Our study has the advantage of an extensive recruitment of radiation oncologists, each backed by over a decade of professional experience and significant academic credentials. By ensuring that all participants completed a uniform 15-day review course, we minimized disparities in baseline knowledge and thus bolstered the reliability of the human cohort’s performance. The detailed, guideline-based clinical examination also captured multiple critical domains—diagnosis, tumor staging, treatment selection, and radiation planning—offering a comprehensive assessment of both human and AI capabilities. The double-blinded grading procedure, wherein transcribed answers were anonymized before scoring by twelve recognized experts, further bolstered the objectivity and methodological rigor of this work. The present study also has several limitations. Although the questions encompassed key aspects of uveal melanoma radiotherapy, no single examination can fully reflect every subtlety encountered in clinical practice. The open-book format, while consistent with modern reference-driven workflows, may not simulate the stress and resource constraints typically found in actual treatment decision-making environments. Additionally, we relied on three high-profile AI models that were readily available during the study period; the technology landscape, however, is evolving rapidly, and subsequent generations of these models—or entirely new AI platforms—may demonstrate different performance patterns. It would also have been interesting to explore deeper interactions between humans and AI models working in tandem, a scenario that is increasingly plausible in real-world oncology settings.
5 Conclusion
This study provides robust evidence that advanced generative AI models, particularly Open ai o1 pro, can excel in clinical decision-making tasks for uveal melanoma radiotherapy, surpassing the high baseline performance of experienced radiation oncologists across all examined domains. Despite the near-perfect accuracy and extraordinary speed demonstrated by Open ai o1 pro, the human experts maintained strong overall scores—most notably in treatment selection, where practical familiarity with nuanced patient factors remains crucial. The other two AI models, Grok 3 (Think) and Gemini 2.0 Flash Thinking, performed moderately well, suggesting that architecture and training differences affect AI effectiveness even within the same domain. While open-book conditions and the focus on selected guideline-based questions may not fully replicate the complexities of real-world practice, the consistently high inter-rater reliability underscores the validity of these findings. Future research should investigate how clinicians and AI might optimally collaborate, particularly in borderline or complex cases, to improve both the speed and quality of uveal melanoma care while preserving critical human insights.

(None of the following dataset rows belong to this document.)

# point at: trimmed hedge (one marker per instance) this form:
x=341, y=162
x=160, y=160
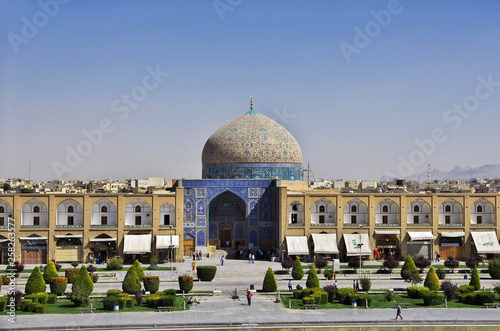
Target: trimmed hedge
x=71, y=273
x=151, y=283
x=206, y=273
x=432, y=298
x=58, y=285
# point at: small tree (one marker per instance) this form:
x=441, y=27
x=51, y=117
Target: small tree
x=474, y=279
x=451, y=263
x=297, y=271
x=269, y=284
x=432, y=280
x=312, y=279
x=50, y=272
x=391, y=263
x=354, y=263
x=409, y=265
x=131, y=281
x=421, y=262
x=35, y=283
x=287, y=263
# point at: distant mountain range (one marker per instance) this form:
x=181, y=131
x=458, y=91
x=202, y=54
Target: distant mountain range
x=458, y=173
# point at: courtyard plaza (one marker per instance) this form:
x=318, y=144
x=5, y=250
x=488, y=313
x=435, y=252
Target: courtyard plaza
x=223, y=311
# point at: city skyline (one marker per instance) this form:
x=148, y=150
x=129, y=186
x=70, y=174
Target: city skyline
x=368, y=89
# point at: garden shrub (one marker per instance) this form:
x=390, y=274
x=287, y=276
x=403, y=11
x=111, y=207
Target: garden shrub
x=415, y=292
x=432, y=281
x=186, y=283
x=409, y=265
x=35, y=283
x=297, y=271
x=432, y=298
x=71, y=273
x=58, y=285
x=115, y=263
x=494, y=268
x=39, y=308
x=449, y=289
x=206, y=273
x=269, y=284
x=364, y=300
x=52, y=298
x=139, y=270
x=389, y=295
x=151, y=283
x=474, y=279
x=131, y=281
x=170, y=291
x=441, y=273
x=113, y=292
x=50, y=272
x=465, y=289
x=312, y=278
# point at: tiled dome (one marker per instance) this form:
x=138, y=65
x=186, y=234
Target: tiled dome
x=253, y=138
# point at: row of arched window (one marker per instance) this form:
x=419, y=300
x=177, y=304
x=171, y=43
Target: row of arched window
x=388, y=212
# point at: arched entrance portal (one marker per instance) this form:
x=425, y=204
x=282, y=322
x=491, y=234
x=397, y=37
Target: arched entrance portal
x=227, y=220
x=387, y=245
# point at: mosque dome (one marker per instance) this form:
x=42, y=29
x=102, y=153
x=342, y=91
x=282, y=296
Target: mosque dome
x=252, y=146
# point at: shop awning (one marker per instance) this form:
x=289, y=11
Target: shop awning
x=69, y=236
x=163, y=242
x=387, y=232
x=452, y=234
x=486, y=242
x=297, y=245
x=352, y=244
x=102, y=239
x=423, y=235
x=325, y=243
x=137, y=244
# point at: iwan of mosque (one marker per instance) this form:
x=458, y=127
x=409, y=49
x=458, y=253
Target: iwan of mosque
x=251, y=196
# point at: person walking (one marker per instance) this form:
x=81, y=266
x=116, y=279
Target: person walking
x=398, y=312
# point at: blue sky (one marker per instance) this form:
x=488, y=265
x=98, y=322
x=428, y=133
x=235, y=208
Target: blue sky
x=356, y=114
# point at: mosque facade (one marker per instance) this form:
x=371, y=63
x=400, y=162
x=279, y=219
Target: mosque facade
x=251, y=197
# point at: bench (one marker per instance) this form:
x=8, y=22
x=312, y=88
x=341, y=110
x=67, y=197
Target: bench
x=486, y=305
x=310, y=306
x=87, y=309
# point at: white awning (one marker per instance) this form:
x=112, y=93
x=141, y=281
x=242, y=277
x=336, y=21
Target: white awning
x=387, y=232
x=297, y=245
x=325, y=243
x=69, y=236
x=452, y=234
x=137, y=244
x=102, y=239
x=163, y=242
x=423, y=235
x=486, y=242
x=352, y=244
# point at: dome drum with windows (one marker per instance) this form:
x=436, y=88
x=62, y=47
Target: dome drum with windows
x=252, y=146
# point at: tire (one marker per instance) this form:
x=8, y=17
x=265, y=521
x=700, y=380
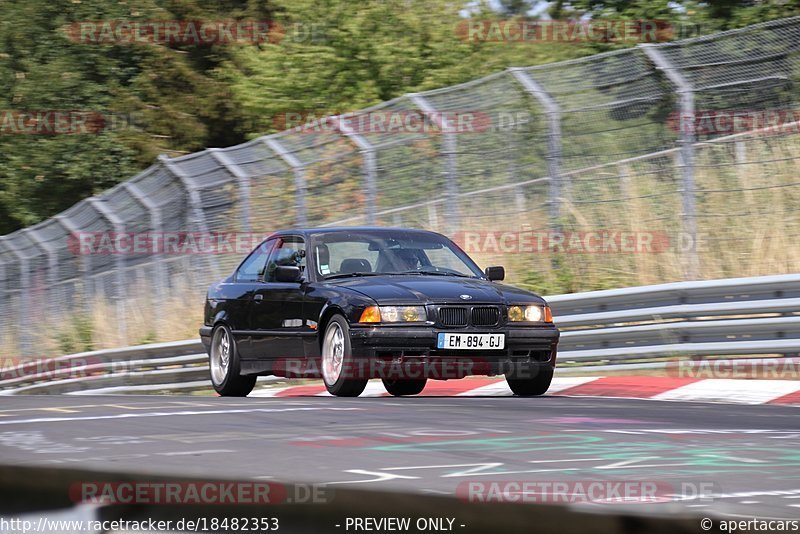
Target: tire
x=336, y=357
x=399, y=388
x=223, y=363
x=531, y=386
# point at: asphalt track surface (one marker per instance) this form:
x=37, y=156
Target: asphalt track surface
x=745, y=460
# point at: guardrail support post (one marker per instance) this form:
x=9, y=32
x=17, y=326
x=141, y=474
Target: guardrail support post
x=299, y=170
x=553, y=112
x=685, y=91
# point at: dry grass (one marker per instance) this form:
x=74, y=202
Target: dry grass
x=748, y=220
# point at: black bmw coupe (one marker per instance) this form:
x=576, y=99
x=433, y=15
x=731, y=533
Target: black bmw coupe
x=350, y=304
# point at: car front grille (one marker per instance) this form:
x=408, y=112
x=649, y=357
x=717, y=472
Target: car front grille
x=485, y=315
x=453, y=316
x=463, y=315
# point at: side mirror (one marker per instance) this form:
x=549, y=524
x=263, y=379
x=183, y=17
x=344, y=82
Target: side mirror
x=287, y=273
x=495, y=273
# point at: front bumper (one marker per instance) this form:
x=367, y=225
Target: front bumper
x=526, y=348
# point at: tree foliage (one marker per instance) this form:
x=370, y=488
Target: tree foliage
x=324, y=56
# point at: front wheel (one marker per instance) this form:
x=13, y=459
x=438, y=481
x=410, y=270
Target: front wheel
x=337, y=360
x=223, y=362
x=404, y=387
x=531, y=385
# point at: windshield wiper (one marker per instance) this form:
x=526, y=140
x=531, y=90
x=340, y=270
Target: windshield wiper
x=348, y=275
x=437, y=273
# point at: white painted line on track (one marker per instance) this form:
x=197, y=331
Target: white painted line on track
x=731, y=390
x=169, y=414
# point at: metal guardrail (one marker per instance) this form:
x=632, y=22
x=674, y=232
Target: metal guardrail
x=757, y=316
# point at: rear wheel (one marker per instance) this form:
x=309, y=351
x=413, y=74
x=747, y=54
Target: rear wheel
x=337, y=360
x=531, y=385
x=404, y=387
x=223, y=362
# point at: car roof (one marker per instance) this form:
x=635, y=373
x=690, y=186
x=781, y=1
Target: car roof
x=338, y=229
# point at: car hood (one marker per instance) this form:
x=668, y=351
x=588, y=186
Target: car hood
x=436, y=290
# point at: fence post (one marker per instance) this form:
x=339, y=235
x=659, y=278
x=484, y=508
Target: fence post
x=71, y=228
x=242, y=178
x=120, y=294
x=450, y=153
x=194, y=201
x=24, y=339
x=369, y=165
x=553, y=112
x=299, y=170
x=686, y=93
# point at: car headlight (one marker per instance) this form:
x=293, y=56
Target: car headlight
x=394, y=314
x=531, y=314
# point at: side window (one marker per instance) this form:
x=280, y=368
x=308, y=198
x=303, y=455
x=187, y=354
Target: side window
x=290, y=250
x=252, y=269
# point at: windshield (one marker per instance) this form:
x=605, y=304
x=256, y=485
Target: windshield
x=364, y=253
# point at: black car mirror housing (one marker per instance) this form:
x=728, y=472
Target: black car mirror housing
x=287, y=273
x=495, y=273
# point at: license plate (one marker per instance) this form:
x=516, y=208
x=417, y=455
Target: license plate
x=460, y=341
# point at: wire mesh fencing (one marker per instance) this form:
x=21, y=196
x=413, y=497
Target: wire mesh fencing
x=657, y=163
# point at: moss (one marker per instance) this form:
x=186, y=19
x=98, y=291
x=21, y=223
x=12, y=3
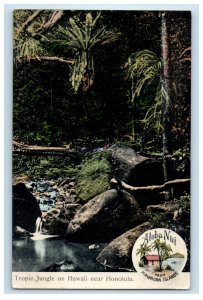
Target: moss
x=93, y=176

Data availability statement
The original contributions presented in the study are included in the article/supplementary material. Further inquiries can be directed to the corresponding author.
Ethics statement
The studies involving humans were approved by the Institutional Review Board of the First Affiliated Hospital of Chongqing Medical University. The studies were conducted in accordance with the local legislation and institutional requirements. Written informed consent for participation was not required from the participants or the participants’ legal guardians/next of kin in accordance with the national legislation and institutional requirements.
Author contributions
XW: Formal Analysis, Investigation, Writing – original draft. PW: Funding acquisition, Investigation, Resources, Supervision, Writing – review & editing.
Funding
The author(s) declare financial support was received for the research and/or publication of this article. This work was supported by Natural Science Foundation of Chongqing, China (No. CSTB2023NSCQ-MSX0245, No. CSTB2024NSCQ-MSX1234).
Acknowledgments
We appreciate the efforts of the editors and reviewers in evaluating this paper.
Conflict of interest
The authors declare that the research was conducted in the absence of any commercial or financial relationships that could be construed as a potential conflict of interest.
Generative AI statement
The author(s) declare that no Generative AI was used in the creation of this manuscript.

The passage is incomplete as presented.